State Assemblyman Pedro Nava fled Wednesday with his wife, two dogs and a cat. They tossed pictures, documents and a few days of clothes into a car and went to the home of a friend.
"I've learned how important preparation is in an emergency," he said. "The public has to be prepared to move, and in Santa Barbara they are prepared. When the police squad car came through with loudspeakers telling us to leave, there was no arguing. And they will all be back."
Morse, the executive director of the environmental group Global Preservation Projects, said he's not surprised by so many fires, blaming it on global warming.
"Temperatures are rising and humidity levels are dropping.

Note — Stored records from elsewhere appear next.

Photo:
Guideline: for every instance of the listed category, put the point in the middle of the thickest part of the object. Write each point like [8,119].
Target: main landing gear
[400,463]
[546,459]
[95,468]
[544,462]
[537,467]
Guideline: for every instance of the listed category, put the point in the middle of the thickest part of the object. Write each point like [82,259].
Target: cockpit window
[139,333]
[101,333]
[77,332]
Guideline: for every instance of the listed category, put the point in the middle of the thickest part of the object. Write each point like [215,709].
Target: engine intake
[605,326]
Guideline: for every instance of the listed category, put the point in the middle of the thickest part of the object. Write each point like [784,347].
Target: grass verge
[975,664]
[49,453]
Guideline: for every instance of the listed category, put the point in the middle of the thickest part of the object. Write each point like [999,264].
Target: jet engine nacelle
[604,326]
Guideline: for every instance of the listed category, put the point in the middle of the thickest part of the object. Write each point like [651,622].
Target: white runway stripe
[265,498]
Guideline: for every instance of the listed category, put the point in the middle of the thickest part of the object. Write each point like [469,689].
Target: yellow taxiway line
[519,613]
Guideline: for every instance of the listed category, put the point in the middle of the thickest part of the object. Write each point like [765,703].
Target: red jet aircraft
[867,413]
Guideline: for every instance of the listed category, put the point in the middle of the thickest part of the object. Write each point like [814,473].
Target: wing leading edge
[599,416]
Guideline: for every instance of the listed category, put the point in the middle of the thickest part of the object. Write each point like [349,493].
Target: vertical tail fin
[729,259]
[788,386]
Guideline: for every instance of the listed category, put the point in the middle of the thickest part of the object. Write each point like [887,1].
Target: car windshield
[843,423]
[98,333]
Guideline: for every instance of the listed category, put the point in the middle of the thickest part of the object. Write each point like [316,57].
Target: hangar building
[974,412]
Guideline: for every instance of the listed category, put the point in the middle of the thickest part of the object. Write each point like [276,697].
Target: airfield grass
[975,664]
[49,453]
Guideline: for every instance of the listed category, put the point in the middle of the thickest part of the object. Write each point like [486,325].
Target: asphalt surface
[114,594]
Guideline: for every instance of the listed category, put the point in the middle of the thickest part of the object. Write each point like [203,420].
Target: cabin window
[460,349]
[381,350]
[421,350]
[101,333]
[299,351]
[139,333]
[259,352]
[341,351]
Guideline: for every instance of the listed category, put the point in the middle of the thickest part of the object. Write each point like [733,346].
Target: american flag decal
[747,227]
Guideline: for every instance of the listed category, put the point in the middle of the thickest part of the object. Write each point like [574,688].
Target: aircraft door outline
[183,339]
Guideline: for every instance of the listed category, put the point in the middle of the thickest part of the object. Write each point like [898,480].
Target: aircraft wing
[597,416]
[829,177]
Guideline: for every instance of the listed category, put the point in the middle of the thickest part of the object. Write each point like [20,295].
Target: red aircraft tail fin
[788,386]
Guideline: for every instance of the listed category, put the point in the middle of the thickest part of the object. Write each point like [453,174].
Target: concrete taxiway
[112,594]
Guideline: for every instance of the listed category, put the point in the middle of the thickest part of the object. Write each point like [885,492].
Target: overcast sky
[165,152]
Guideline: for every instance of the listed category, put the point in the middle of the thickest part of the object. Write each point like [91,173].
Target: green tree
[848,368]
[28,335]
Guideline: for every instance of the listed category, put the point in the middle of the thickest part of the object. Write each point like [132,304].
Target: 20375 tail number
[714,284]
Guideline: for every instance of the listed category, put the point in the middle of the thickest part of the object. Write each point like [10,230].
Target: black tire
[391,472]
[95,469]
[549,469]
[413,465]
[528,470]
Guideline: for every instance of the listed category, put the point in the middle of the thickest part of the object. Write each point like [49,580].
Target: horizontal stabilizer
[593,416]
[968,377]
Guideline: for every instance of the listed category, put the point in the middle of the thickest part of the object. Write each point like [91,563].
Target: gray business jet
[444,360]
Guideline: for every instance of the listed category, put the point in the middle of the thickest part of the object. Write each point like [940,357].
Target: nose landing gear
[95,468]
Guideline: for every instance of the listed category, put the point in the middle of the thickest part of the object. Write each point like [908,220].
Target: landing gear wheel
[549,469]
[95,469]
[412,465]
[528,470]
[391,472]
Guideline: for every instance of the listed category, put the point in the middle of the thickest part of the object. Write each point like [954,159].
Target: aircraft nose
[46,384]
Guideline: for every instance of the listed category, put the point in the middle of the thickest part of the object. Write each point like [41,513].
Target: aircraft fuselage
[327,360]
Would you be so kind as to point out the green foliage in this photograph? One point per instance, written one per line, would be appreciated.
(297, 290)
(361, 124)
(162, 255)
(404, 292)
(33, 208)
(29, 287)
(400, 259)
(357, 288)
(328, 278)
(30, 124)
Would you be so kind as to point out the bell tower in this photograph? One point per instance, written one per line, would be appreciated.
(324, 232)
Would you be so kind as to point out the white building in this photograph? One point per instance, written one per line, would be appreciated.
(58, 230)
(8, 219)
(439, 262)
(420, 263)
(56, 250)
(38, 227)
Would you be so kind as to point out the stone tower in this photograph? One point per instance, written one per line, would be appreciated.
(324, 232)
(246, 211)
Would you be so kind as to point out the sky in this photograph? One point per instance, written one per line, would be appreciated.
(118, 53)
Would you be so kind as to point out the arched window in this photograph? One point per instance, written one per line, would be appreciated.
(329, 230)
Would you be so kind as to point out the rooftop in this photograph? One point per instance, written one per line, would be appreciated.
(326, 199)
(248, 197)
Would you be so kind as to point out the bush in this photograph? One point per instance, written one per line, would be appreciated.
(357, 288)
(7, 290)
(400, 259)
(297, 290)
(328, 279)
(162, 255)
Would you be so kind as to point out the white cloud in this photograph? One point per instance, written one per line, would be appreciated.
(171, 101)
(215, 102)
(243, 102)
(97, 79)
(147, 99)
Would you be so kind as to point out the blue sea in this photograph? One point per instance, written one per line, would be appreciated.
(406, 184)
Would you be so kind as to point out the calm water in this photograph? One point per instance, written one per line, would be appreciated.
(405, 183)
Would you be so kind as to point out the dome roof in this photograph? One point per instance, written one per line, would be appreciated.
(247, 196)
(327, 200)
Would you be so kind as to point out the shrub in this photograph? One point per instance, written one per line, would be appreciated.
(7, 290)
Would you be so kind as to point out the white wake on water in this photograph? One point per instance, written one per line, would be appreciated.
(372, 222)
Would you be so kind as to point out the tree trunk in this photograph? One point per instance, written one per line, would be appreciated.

It means more fires," he said.
Global warming can't be blamed for specific fires, but it creates conditions that foster larger and more frequent wildfires, scientists say.
"A warming climate encourages wildfires through a longer summer period that dries fuels, promoting easier ignition and faster spread," the Nobel Prize-winning Intergovernmental Panel on Climate Change wrote in 2007.
Hatch, the scooter-riding illustrator, said his wife grew up in Santa Barbara.
"Her family thinks this is normal," he said. "But after living here for 20 years I think the fires are getting worse."
Elsewhere, a southern New Mexico wildfire destroyed three homes and damaged a fourth near the small mountain community of Timberon. It also burned five outbuildings, such as sheds and garages, and 10 vehicles, fire information officer Darlene Hart said. Twenty homes were evacuated.
In southeastern Arizona, winds cooperated Thursday in holding down a wildfire that had destroyed three homes and critically injured a man, officials said. That blaze was 30 percent contained.